Maggiori informazioni dal Comune di Vicenza
Prenderà il via nei prossimi mesi dalla loggia Valmarana il recupero del suggestivo complesso di edifici pubblici che si affaccia sul Giardino Salvi.  Oggi, infatti, su proposta dell'assessore alla cura urbana Cristina Balbi, la giunta ha approvato il secondo stralcio del progetto di restauro del monumento di scuola palladiana, edificato verso gli inizi del 1590 da Leonardo Valmarana per farne un punto di incontro di intellettuali e accademici. L'intervento licenziato oggi dalla giunta comunale per un valore di 200 mila euro sarà realizzato insieme a quello già deciso nel 2015 per altri 200 mila euro.
“Con uno stanziamento complessivo di 400 mila euro – è il commento dell'assessore Balbi – , e soprattutto con un'unica gara d'appalto, riusciamo a mettere mano in una sola volta a tutte le problematiche che affliggono la loggia.
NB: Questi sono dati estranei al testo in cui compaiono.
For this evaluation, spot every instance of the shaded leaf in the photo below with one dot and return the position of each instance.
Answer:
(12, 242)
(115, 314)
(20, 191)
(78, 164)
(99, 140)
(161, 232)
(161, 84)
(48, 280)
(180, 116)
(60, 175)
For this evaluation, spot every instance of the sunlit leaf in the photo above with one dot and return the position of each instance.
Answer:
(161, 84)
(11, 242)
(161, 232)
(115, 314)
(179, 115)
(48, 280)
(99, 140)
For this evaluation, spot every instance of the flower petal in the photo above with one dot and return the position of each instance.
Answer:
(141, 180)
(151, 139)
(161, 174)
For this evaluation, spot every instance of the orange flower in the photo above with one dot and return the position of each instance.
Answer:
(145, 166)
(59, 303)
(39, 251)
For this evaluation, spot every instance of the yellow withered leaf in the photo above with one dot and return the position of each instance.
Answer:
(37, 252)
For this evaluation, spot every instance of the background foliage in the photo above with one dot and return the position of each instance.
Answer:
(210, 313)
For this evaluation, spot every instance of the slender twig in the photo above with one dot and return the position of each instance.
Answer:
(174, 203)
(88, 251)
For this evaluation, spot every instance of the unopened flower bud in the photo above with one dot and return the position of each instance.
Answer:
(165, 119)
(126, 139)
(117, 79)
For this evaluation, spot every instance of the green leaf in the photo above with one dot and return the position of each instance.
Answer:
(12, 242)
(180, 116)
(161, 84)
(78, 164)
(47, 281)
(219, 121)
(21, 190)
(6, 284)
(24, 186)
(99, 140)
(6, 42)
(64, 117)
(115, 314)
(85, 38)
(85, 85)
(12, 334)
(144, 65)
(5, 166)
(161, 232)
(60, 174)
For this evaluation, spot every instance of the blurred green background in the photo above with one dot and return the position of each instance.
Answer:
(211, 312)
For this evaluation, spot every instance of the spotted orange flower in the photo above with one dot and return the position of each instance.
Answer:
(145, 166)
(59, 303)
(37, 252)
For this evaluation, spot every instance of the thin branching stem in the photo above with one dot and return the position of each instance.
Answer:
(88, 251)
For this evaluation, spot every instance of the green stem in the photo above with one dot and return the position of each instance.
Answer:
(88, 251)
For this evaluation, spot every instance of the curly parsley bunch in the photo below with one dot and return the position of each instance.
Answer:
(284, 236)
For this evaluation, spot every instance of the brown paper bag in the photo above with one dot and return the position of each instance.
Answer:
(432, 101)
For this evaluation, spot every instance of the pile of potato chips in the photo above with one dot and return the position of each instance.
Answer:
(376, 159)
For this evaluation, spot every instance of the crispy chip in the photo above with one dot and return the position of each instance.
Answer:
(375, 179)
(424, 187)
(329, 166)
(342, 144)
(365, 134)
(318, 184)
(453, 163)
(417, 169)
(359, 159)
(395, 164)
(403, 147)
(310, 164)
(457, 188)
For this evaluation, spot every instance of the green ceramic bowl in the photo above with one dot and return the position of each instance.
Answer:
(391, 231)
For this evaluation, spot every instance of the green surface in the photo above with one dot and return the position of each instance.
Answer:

I lavori riguarderanno infatti sia il consolidamento delle fondazioni, delle arcate, dei solai e della copertura, oggetto del primo stralcio, sia il restauro delle facciate esterne ed interne al loggiato, compresi il recupero del colore originario degli intonaci e il restauro delle parti in pietra e della balaustra previsti nel secondo stralcio. Prima di tutto, però, ci si occuperà di bloccare con un consolidamento delle fondazioni l'importante cedimento strutturale dell'angolo a sud – ovest della loggia che sta provocando crepe e dissesti”.
I lavori partiranno non appena ottenuto il mutuo del secondo stralcio ed effettuata la gara per l'affidamento del cantiere. L'obiettivo, salvo imprevisti, è concludere l'intervento in circa sei mesi, presumibilmente entro la fine dell'anno.
Durante i lavori alla loggia Valmarana, la roggia Seriola sarà svuotata per consentire gli interventi. Proprio in questi mesi anche la roggia è interessata da lavori di risanamento, in fase di completamento. Eseguito grazie a un finanziamento di 50 mila euro relativo a fondi Prusst, l'intervento ha lo scopo di risolvere il problema dei ristagni, ottimizzando l'apporto e il deflusso dell'acqua tramite un sistema di pompaggio, ossigenazione e revisione della paratia esistente. In questa fase si sta lavorando alla pulizia delle arcate verso piazzale De Gasperi.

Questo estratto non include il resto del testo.